Uploaded image for project: 'MariaDB Server'
  1. MariaDB Server
  2. MDEV-30540

Wrong result with IN list length reaching IN_PREDICATE_CONVERSION_THRESHOLD

Details

    • Bug
    • Status: Closed (View Workflow)
    • Critical
    • Resolution: Fixed
    • N/A
    • 11.0.0
    • Optimizer
    • None

    Description

      I could only reproduce it on bb-11.0 so far.

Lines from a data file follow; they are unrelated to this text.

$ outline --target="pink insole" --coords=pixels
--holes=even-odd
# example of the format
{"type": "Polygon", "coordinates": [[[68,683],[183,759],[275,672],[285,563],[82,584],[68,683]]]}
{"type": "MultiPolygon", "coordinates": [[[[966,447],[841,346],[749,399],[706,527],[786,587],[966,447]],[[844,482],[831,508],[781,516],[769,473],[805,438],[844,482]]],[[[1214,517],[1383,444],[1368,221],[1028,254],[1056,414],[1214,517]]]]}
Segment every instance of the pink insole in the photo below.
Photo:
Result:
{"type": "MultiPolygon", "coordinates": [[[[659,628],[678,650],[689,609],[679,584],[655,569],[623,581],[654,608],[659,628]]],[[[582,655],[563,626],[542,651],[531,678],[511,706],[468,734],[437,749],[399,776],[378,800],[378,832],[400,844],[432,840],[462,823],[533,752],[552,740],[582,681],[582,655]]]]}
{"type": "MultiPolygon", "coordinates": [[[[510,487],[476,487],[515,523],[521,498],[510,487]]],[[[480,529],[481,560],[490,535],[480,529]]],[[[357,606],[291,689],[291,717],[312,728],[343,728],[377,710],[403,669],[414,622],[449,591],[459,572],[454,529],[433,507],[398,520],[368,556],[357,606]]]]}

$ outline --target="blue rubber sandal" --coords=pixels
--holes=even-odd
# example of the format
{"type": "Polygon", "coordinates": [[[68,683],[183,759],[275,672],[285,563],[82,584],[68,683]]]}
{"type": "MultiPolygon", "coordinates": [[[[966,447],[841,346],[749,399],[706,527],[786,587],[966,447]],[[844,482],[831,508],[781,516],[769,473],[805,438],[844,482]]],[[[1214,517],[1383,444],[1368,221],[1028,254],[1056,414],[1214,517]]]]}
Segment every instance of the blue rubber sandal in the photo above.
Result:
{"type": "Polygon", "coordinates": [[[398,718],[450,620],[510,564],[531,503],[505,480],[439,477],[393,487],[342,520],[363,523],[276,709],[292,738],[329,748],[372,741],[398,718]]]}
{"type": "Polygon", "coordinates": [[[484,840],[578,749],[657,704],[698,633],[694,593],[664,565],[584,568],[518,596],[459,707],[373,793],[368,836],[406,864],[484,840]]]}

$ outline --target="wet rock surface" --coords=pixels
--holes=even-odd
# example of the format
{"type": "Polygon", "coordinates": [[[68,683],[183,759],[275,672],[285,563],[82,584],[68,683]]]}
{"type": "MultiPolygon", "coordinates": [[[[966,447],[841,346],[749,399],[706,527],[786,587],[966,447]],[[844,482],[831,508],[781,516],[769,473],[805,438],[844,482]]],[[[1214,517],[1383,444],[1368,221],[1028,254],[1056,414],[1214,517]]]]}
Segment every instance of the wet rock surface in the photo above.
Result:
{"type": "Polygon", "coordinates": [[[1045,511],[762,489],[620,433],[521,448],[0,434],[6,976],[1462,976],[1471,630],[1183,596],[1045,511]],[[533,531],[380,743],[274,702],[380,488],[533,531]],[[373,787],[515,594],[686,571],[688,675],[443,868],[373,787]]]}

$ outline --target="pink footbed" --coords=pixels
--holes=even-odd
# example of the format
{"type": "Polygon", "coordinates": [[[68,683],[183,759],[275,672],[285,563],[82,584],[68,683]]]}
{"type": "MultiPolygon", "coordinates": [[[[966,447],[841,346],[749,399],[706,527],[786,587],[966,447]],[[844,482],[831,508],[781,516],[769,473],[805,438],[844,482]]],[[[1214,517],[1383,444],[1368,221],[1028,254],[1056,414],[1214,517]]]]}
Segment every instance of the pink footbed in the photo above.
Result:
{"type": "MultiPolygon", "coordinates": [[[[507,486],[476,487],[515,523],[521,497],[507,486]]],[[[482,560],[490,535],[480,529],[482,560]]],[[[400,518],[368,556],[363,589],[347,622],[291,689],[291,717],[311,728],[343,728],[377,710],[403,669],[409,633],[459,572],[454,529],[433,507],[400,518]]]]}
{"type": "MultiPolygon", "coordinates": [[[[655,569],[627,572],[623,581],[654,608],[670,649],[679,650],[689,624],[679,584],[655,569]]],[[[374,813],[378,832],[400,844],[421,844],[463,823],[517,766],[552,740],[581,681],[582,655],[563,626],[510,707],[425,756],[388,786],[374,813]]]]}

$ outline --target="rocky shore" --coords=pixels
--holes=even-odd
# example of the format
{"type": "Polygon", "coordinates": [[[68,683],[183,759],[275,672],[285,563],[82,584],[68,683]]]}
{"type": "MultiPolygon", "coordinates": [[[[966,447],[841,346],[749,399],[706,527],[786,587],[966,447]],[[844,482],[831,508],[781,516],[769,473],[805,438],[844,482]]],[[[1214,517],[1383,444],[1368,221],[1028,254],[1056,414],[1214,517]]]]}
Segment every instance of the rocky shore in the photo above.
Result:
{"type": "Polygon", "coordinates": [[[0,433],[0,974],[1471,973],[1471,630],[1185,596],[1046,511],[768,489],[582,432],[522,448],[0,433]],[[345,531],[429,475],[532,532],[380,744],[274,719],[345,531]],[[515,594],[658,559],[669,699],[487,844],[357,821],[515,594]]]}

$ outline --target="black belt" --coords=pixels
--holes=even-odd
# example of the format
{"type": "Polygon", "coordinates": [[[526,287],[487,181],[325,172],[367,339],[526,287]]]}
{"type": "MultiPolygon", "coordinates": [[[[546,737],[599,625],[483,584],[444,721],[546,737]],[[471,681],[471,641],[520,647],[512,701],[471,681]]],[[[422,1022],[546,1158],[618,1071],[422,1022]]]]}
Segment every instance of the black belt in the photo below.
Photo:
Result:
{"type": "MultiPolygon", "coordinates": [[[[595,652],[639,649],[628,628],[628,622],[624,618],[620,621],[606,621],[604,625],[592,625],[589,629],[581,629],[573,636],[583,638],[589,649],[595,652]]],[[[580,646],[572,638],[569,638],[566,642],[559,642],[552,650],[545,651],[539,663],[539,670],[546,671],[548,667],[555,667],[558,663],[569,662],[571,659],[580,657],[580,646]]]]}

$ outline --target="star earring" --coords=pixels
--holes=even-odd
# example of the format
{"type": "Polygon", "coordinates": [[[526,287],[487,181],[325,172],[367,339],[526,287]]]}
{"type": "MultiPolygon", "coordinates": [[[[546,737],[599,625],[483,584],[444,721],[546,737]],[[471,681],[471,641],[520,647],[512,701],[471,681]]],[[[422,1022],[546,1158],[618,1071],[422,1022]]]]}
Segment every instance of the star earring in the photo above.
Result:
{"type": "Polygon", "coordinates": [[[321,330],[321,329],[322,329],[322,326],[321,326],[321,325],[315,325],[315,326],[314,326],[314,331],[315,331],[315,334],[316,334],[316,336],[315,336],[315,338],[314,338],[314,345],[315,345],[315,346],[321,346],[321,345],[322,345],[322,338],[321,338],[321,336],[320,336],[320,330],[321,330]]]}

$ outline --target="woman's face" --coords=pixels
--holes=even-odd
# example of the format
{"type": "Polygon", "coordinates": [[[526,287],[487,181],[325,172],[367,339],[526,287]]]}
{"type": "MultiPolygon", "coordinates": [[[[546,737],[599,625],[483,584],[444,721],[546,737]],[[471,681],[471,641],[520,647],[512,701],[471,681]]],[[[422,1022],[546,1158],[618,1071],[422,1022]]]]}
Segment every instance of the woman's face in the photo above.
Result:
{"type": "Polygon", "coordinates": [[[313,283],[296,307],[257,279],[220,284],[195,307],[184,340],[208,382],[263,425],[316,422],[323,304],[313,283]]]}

      --source include/have_sequence.inc
       
      CREATE TABLE t (a INT PRIMARY KEY);
      INSERT INTO t SELECT seq FROM seq_1_to_30;
       
      ANALYZE TABLE t PERSISTENT FOR ALL;
       
      SET IN_PREDICATE_CONVERSION_THRESHOLD=4;
      SELECT a FROM t WHERE a IN ( 1, 1, 2, 194 );
      SET IN_PREDICATE_CONVERSION_THRESHOLD=100;
      SELECT a FROM t WHERE a IN ( 1, 1, 2, 194 );
       
      drop table t;
      

      bb-11.0

      SET IN_PREDICATE_CONVERSION_THRESHOLD=4;
      SELECT a FROM t WHERE a IN ( 1, 1, 2, 194 );
      a
      1
      1
      2
      SET IN_PREDICATE_CONVERSION_THRESHOLD=100;
      SELECT a FROM t WHERE a IN ( 1, 1, 2, 194 );
      a
      1
      2
      

      The second one is of course the correct result.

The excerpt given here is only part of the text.